There was nothing in the sitting room that he wanted. It could have been a hotel room for all the personal items it contained. The bedroom was another matter. Michael took down the leather holdall from above the wardrobe and began folding his meagre clothes into it, nervousness growing inside of him as he anticipated the moment he’d need to go under the bed and draw out the box.
He sat on the bed and blew off the dust from its lid before opening it.
Sometimes he wondered why he kept such items; he never looked at them, not until moments like this when he needed to move from one flat to another, and those occasions were thankfully rare. There was a photograph on the top to greet him, as it always did, with pain and self-loathing. It had been taken years before, when he had still been a student. He in the middle, smiling and laughing, Wendy Rolle on one side of him, before she had become his wife,
and Heather Wilson on the other side, their closest and dearest friend. They had been so happy back then, so totally unaware of what the future would hold.
Heather had escaped him, he recalled, and had joined the police force. She might still be there for all he knew; he wasn’t one to retrace his past. Wendy had agreed to marry him and had begun doing research on a book she planned to write, aware that he had started work for the military, but unaware of the danger it would entail.

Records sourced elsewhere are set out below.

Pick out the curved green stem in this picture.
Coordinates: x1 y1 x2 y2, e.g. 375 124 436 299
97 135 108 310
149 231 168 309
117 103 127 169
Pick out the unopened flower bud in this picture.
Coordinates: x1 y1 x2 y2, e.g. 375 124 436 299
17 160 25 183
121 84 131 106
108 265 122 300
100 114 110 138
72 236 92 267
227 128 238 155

Had she realised, moments before the bomb blasted her apart, he wondered?
Michael stopped looking at the picture and unceremoniously dumped everything from the box into his holdall. “I’m not going to do this,” he told the shouting letters and photographs. He then rose to empty the bathroom of his personal affects before zipping the holdall closed and leaving the flat. As soon as he closed the door, his mind turned to the route he’d need to take to avoid the public houses and off-licences. On his way he dropped the key off at an estate agent with instructions to get rid of it for him.
October 18th
Michael rubbed the sleep from his eyes and groaned. He’d not slept well since meeting Rolle two days before, and every time he saw the twins, he remembered the boot hanging in the air. Then the dread would slide over him, a dread of what would happen when the authorities discovered this new source of power. Only someone who had already been through the wringer once could appreciate what was likely to happen to them all.
His mobile had woken him, tinkling an inane tune to let him know a text had arrived. Michael grabbed for it and read the message.

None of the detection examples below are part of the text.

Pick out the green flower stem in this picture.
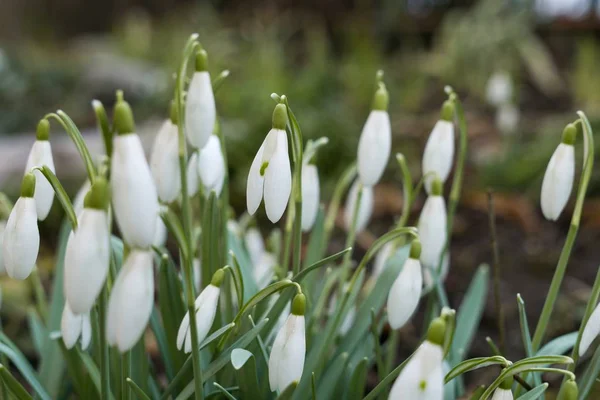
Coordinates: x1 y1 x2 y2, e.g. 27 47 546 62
175 34 204 400
531 111 594 353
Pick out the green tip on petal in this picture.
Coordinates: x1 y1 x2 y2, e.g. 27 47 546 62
113 90 135 135
409 239 421 260
557 379 579 400
83 177 110 210
21 172 35 197
210 268 225 287
431 176 444 196
35 118 50 141
273 103 287 130
371 83 390 111
196 49 208 72
292 293 306 315
427 317 446 346
169 100 179 125
500 375 515 390
562 124 577 146
440 100 454 122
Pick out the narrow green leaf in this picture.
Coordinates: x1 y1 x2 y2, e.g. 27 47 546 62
450 264 489 363
444 356 510 383
517 383 548 400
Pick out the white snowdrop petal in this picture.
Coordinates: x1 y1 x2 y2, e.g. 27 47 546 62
185 71 217 149
418 196 447 268
150 119 181 203
263 130 292 223
344 180 373 233
110 133 158 248
198 135 225 196
60 303 81 349
25 140 55 221
358 110 392 186
302 164 320 232
387 258 423 329
2 197 40 280
422 120 454 193
540 143 575 221
64 208 110 314
579 304 600 357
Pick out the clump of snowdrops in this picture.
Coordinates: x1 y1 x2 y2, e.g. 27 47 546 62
0 35 600 400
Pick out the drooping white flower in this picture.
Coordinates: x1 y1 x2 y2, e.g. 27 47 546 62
246 104 292 223
422 100 454 193
485 71 513 107
110 93 158 249
388 318 445 400
60 303 92 350
387 240 423 329
106 249 154 353
150 115 181 203
187 151 200 197
198 135 226 196
540 124 577 221
344 179 373 233
25 119 56 221
302 164 320 232
2 173 40 280
418 179 447 270
185 50 217 149
177 269 225 353
358 84 392 186
269 293 306 392
579 304 600 357
64 178 110 314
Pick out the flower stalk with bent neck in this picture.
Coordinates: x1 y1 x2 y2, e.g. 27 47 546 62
2 172 40 280
110 91 159 249
387 240 423 329
64 177 110 314
25 119 55 221
177 269 225 354
358 82 392 186
185 50 217 149
388 317 446 400
540 124 577 221
269 293 306 392
246 103 292 223
422 100 454 193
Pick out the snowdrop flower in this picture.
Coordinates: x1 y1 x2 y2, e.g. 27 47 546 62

The text was short and demanding. “Come check out the river boat @ Fen Ditton, 10am,” it read, arriving from Rolle’s mobile.

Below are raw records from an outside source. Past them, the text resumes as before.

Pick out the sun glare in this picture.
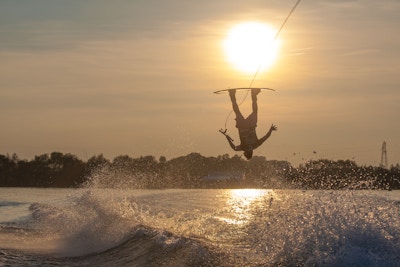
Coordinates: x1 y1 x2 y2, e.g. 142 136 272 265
223 22 279 73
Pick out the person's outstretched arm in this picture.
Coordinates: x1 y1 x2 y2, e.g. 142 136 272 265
226 135 240 151
257 124 278 147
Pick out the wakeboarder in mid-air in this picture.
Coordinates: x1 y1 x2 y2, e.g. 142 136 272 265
220 88 278 159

Groaning with the effort, Michael made his way to the bathroom and showered. He then dressed in his usual hurried way, and had a bite to eat, keeping as quiet as possible while in the kitchen, unwilling to meet with Jake and Matt. With still plenty of time, he donned his waxed jacket and walked into Cambridge to wander about the old book stores for a while, satisfying himself that he wasn’t being followed while keeping an eye on the dark clouds that threatened rain from the west. There were several books he would have liked, but all beyond his purse.